Justin, tight-end for the Hornets, pushed past a couple dancing dangerously close to the punch bowl and squeezed between a few others so he could reach the back door. On the porch he unexpectedly bumped into Chuck Hastings, the football team’s prized quarterback. This high school senior was the picture of perfection: slicked-back blonde hair, a winning smile full of evenly-sized pearly whites.
“Hey, Justin! Where you goin’?”
“Just need some air,” he answered, hardly able to look Chuck in the eye.
Chuck shrugged and joined up with another group of teens. There were plenty of other people to hang with. The loss of one partygoer was no big deal.
Justin made his way to the shoreline, walking just out of reach of the incoming tide without a purpose except to think. Why did I do it? he kept asking himself.
Last week, after Math tutoring, Justin had to return to the gym to get the book bag he’d left there. He’d gotten to the gym in time to see three members of the football team spray painting graffiti symbols on the gym walls. The ringleader of this group was Chuck.
The next day, Justin went to the school office to report what he’d witnessed, but the principal had already received a report of the basketball players doing the graffiti. Justin suspected that Chuck was the ringleader of that as well.
Justin turned around and looked back at the party house. He could still hear the music and the excited babble of the partygoers. Justin turned his back on them.
He reached down and dug a smooth rock out of the sand, separating it from a cluster of similar stones. He threw it into the water, watching it stay on the surface for a split second before allowing gravity to take over. Justin thought he was just like that rock: the same as the others, yet separate.
Justin wanted to return to the party. To resume the idle conversation and listen to music that was fifty decibels too loud. He also wanted to resume his aimless walk down the beach and get away from those people he had wanted to spend time with.

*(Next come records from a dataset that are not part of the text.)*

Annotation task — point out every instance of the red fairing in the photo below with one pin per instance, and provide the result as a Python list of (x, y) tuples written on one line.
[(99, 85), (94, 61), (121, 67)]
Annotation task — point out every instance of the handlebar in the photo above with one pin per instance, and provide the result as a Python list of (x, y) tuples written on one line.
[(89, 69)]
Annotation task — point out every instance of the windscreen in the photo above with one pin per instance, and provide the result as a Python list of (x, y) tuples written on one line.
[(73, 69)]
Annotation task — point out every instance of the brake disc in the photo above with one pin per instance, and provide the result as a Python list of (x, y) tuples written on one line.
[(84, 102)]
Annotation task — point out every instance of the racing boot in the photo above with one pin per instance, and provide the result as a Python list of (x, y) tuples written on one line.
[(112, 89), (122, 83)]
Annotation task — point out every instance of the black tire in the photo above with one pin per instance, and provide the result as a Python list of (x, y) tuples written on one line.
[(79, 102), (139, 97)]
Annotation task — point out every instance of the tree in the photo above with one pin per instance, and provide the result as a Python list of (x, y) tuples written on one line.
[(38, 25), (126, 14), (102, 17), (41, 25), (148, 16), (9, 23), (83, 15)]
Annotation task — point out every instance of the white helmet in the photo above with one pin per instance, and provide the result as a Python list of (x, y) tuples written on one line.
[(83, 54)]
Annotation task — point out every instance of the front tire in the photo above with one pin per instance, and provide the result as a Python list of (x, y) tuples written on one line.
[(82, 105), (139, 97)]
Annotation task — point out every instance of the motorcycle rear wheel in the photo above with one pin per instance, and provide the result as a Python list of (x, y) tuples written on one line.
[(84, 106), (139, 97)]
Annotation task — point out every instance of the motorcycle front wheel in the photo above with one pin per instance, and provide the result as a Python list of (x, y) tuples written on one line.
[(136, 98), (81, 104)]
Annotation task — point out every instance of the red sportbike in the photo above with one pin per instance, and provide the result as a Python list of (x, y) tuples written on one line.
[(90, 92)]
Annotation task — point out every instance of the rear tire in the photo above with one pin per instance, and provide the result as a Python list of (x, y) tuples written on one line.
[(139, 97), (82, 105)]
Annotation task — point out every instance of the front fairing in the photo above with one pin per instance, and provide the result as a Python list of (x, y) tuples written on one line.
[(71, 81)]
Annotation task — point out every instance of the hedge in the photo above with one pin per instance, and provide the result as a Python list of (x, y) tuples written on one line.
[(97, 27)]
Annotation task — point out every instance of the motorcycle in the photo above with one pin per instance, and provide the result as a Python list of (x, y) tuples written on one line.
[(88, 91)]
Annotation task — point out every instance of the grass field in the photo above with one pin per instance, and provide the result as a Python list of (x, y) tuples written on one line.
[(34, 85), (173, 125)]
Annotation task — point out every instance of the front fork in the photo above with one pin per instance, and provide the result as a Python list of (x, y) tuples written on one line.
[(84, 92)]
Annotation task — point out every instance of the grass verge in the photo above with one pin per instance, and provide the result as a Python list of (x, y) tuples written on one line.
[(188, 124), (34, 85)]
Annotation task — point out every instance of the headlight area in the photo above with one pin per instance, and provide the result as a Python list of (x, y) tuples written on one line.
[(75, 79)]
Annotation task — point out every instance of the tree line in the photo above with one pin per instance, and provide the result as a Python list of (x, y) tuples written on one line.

“Hey, Justin,” said a voice behind him. It was Sarah, a girl Justin knew from school. “I wanted to thank you for staying with me after school.”
“I’m a tutor. Some people understand Math, others have it thrust upon them.”
Sarah laughed, and even though Justin didn’t find the joke too humorous he laughed too. In that simple act he felt as if an enormous weight had been lifted off his shoulders. He knew now what was important. To worry about people who mattered.